(筆坂 秀世:元参議院議員、政治評論家)
最近の安倍内閣と自民党を見ているとタガが外れてしまったのではないか、という危惧を抱いてしまう。「タガ」というのは、桶や樽などのように円形に組んだ木版の外側にはめて固定する輪のことだ。寿司桶などは、金属の輪で固定してあるものが多い。それが外れるわけなのでバラバラになってしまう。つまり無秩序になってしまうということである。
桜を見る会に1万8000人以上も招待したことも、そこに数百人もの安倍晋三首相の後援会員が入っていたことも、まさにタガが外れてしまっていると言う他ない。
秋元司議員、なんと公然たる金の受け取り方か
年の瀬も押し詰まった12月26日、カジノを含む統合型リゾート(IR)事業への参入を目指していた中国企業から370万円相当の賄賂を受け取ったとして、東京地検特捜部は秋元司衆議院議員(自民党を離党)を逮捕した。
秋元容疑者は、2017年8月~2018年10月までIR担当の内閣府副大臣であった。
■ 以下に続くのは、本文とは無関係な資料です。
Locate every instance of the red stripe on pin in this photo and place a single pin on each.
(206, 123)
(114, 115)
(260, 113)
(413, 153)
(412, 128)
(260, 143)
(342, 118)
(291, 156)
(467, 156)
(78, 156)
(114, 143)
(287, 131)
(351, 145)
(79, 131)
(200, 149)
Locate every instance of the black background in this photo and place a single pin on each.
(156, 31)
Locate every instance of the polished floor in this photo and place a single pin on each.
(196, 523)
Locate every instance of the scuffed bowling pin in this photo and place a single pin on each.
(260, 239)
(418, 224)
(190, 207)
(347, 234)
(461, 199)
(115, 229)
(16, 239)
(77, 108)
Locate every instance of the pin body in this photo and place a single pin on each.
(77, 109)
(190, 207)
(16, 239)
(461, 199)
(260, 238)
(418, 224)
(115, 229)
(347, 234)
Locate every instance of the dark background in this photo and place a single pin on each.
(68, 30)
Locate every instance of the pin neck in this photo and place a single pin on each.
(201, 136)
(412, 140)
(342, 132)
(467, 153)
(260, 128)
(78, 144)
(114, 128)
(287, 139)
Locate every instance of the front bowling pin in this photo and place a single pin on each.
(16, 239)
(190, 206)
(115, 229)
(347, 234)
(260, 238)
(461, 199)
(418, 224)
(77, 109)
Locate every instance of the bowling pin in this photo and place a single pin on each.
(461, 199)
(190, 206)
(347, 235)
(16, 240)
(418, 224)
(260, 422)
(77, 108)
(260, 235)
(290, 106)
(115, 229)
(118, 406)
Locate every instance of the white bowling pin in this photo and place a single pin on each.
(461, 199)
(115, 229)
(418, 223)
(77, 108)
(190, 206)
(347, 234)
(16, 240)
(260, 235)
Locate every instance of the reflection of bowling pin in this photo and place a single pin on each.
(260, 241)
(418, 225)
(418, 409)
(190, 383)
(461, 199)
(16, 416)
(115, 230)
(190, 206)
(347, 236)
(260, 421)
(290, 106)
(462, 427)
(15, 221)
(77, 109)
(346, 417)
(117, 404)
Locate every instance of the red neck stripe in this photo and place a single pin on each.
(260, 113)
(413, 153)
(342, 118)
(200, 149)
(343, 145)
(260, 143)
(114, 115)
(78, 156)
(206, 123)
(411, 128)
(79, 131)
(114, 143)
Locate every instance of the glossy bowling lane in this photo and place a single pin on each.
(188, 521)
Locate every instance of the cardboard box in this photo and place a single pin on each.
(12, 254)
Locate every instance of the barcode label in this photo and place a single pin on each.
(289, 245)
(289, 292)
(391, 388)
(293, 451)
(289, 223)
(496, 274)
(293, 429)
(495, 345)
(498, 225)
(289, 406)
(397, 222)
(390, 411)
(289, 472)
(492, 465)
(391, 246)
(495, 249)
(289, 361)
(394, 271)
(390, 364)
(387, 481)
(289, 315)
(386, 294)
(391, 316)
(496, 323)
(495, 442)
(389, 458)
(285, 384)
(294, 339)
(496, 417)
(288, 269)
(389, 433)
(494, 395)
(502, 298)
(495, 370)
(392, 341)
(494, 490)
その在任期間中2017年9月下旬ごろ、中国企業「500ドットコム」側から都内で現金300万円を受け取っていたほか、2018年2月中旬ごろには北海道への家族旅行の招待を受け、旅費など約70万円相当の利益供与を受けていたという。
贈収賄事件では、金を受け取った側に職務権限があるか否かが、いつの場合も大きな争いになる。だから普通は、こういうときには金の受け取りに慎重になるものなのである。だが秋元容疑者の場合には、報道を見る限り、なんのためらいもなかったようだ。特捜部も収賄の立証に相当な自信を持っていると思われる。